The exchange turned out to be a blessing, because it is generating some insights on topics of fundamental importance.

Low-Carb Dangers

A motivating factor for our book was Paul’s bad experience with very low carb dieting. We felt obliged to warn the Paleo community that it was possible to become deficient in glucose and that this could be dangerous. We’ve blogged about “Zero Carb Dangers” (see especially Dangers of Zero-Carb Diets, II: Mucus Deficiency and Gastrointestinal Cancers; Danger of Zero-Carb Diets III: Scurvy; Dangers of Zero-Carb Diets, IV: Kidney Stones). Our work has persuaded many in the Paleo and low-carb communities to eat more “safe starches” including white rice. We recommend a carb intake that approaches the body’s total glucose utilization.

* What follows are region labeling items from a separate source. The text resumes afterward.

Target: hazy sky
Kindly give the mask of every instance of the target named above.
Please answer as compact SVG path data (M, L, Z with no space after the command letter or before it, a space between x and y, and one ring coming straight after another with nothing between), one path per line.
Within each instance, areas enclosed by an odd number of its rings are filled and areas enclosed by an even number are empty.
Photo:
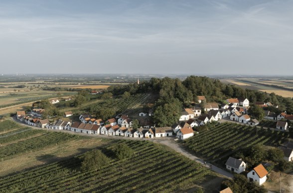
M293 0L0 1L0 74L292 75Z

We do recommend ketogenic diets and low-carb diets as therapies for many neurological disorders and some infections, but believe that even ketogenic diets should generally include at least 200 glucose calories per day.

So when we consider claims that low-carb diets can be dangerous, it’s not without sympathy.

At the same time, given the therapeutic potential of low-carb and ketogenic dieting, and the likelihood that humans are evolutionarily adapted to a range of macronutrient intakes, we don’t think it’s appropriate to repudiate low-carb entirely.

This places an onus on us to closely examine the evidence, understand precisely when a low-carb diet passes from healthy to unhealthy, and make clear recommendations for how much dietary glucose is needed in different circumstances to avoid negative consequences.

The Issue of Low-Carb and the Thyroid

One problem that sometimes occurs on low-carb diets is a syndrome called “euthyroid sick syndrome,” characterized by low T3 and high reverse T3 hormone levels and elevated cortisol.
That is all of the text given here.